TRIER. Matthias Egersdörfer braucht morgens einen Kaffee – mit Milch und, wenn er nicht schmeckt, auch mit Zucker. In Wirklichkeit trinkt er zwar seit Jahren nur noch Tee, aber das würde nicht zu seiner Rolle passen. Einmal, erzählt er bedeutungsschwanger, wachte er nachts auf und, weil ihm nichts Besseres einfiel, bereitete sich einen Kaffee zu. Kurz darauf wurde ihm wegen der Verwendung abgelaufener Milch übel. Er legte sich wieder ins Bett und fing im Fieberwahn an, zu fantasieren: Wie ein Sizilianer Zigarettenasche auf seiner Stirn abklopft und er sich daraufhin in einen Karpfen verwandelt. Egersdörfer war immer noch nicht ganz bei Sinnen, als ihn seine Frau ins Krankenhaus fuhr. Er hörte eine Stimme, die ihm befahl, den Bundespräsidenten zu töten. Denn: „Er hat ein paar Tausend Mal zu viel ‚Freiheit‘ gesagt.“

Egersdörfers aktuelles Programm „Vom Ding her“ ist überwiegend ein Monolog – manchmal beleidigt er auch Zuschauer – aus mehreren wunderbar verstörenden Geschichten, die sich immer wieder aufeinander beziehen. „Hat nichts gelernt, deshalb erzählt er Geschichten, die blöde Sau“, sagt er voller Selbsthass.

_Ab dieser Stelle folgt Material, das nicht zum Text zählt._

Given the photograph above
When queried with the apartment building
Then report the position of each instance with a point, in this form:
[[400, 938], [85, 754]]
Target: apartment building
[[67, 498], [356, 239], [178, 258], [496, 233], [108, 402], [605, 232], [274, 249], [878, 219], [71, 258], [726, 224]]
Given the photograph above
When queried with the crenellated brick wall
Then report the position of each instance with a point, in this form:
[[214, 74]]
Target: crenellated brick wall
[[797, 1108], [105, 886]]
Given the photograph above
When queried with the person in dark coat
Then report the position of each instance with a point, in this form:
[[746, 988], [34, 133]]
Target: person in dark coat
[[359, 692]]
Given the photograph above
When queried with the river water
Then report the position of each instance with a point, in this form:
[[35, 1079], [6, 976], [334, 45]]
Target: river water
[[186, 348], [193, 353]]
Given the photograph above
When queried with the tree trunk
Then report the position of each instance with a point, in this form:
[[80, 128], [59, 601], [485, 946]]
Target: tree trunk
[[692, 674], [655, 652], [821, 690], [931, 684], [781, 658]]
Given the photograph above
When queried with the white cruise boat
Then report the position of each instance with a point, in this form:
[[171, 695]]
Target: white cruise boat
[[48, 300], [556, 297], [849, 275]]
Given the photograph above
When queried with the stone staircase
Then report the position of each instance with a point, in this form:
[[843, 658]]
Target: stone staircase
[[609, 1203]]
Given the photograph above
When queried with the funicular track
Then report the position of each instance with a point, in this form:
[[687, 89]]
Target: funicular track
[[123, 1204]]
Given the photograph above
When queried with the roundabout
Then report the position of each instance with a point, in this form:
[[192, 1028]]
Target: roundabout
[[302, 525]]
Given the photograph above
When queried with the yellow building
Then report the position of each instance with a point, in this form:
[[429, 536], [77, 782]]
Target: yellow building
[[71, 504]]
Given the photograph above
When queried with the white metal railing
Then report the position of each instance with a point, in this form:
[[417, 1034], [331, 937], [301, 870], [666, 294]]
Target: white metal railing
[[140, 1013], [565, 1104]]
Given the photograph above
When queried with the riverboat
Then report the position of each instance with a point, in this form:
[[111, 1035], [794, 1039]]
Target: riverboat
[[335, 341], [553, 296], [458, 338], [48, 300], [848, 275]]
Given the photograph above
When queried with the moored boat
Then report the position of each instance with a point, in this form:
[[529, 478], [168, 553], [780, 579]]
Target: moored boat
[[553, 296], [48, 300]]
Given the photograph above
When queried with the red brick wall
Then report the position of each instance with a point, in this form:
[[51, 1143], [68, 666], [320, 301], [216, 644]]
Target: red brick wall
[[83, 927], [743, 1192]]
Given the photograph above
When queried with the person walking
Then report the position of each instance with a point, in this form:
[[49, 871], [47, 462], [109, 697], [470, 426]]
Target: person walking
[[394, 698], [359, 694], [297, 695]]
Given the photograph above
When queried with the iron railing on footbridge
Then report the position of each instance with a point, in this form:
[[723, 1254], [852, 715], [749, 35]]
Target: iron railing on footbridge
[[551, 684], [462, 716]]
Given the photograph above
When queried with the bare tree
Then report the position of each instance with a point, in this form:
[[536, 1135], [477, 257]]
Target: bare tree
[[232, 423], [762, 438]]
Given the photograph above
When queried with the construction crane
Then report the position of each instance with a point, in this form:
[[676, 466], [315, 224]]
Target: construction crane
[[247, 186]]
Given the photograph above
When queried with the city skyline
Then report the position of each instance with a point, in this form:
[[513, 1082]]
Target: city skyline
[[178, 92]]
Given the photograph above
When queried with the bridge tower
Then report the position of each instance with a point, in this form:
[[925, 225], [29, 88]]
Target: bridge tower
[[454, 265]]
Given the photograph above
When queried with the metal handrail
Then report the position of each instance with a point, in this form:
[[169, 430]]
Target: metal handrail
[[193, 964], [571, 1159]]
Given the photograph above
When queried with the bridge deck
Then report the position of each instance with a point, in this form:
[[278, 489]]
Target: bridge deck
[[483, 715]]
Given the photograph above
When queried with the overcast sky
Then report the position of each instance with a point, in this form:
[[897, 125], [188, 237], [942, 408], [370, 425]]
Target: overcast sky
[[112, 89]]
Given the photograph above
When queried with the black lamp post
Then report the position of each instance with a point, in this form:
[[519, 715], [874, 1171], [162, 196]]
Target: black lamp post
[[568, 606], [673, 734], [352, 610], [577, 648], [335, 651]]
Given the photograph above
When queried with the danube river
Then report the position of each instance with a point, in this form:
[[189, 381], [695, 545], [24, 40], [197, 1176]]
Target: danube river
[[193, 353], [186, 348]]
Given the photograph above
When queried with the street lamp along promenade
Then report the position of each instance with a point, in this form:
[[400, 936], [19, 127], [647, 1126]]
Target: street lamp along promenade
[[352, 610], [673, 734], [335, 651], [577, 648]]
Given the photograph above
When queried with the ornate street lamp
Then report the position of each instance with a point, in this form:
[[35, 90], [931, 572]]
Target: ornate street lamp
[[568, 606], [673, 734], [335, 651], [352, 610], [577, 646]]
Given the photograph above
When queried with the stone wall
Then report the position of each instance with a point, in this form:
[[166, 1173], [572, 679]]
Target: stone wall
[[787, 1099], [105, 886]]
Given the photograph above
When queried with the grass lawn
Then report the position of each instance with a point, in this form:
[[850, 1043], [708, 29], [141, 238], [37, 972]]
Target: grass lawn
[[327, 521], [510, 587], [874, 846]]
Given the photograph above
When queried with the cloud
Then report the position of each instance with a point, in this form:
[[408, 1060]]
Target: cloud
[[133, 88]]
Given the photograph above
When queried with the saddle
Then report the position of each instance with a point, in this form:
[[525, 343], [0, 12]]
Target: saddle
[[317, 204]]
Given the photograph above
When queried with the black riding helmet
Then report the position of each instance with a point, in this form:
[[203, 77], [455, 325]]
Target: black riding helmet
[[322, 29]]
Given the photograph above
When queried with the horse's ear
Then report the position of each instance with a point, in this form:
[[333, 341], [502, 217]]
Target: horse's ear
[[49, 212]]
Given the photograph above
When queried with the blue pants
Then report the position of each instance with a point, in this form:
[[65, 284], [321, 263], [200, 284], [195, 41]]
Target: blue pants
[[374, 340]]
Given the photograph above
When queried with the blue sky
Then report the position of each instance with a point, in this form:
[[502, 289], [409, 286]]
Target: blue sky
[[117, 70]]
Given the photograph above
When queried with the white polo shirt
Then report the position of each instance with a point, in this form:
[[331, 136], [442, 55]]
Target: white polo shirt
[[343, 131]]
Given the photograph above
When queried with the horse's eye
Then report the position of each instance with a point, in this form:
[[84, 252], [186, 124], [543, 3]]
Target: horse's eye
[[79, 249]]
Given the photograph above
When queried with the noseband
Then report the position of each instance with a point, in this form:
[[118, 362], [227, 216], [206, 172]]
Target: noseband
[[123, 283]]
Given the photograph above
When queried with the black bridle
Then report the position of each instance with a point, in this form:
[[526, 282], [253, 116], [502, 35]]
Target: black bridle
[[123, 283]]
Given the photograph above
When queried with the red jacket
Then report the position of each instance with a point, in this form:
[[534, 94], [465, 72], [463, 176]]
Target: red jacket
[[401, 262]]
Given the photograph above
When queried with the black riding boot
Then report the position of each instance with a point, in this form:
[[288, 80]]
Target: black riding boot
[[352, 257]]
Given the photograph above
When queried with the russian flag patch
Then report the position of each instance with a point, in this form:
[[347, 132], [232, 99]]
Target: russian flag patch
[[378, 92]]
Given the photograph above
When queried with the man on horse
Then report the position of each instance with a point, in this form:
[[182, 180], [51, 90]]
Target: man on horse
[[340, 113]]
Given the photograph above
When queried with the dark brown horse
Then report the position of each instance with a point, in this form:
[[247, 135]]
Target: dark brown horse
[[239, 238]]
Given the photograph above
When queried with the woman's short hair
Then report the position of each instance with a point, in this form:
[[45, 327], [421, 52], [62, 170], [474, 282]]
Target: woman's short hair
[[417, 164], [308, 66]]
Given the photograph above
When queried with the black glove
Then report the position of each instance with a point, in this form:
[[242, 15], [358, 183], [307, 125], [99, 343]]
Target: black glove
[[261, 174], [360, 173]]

Anders als Frank Goosen, dessen erstes Solo-Programm „Always kill your darlings“ (1999) ähnlich aufgebaut und teilweise ebenfalls bitterböse war, erzeugt Egersdörfer mit dem Aussehen und der Ausstrahlung seiner Figur keine Sympathie. In der ganzen ersten Hälfte lacht er kein einziges Mal. Und in der zweiten auch nur aus Schadenfreude. Egersdörfer hat eine Figur erschaffen, deren reale Entsprechung Mütter nicht in der Nähe von Kinderspielplätzen sehen möchten. Für einen Auftritt bei „TV total“, in dem er erzählt, wie er seiner Freundin zum Spaß eine Schwangerschaft einredet und sie dann zur Abtreibung zwingt, erhielt er Drohbriefe von Menschen, deren Komikverständnis bei Mario Barth und Bülent Ceylan endet. Die empörten Zuschauer konnten unter anderen nicht zwischen der Figur und dem Darsteller unterscheiden.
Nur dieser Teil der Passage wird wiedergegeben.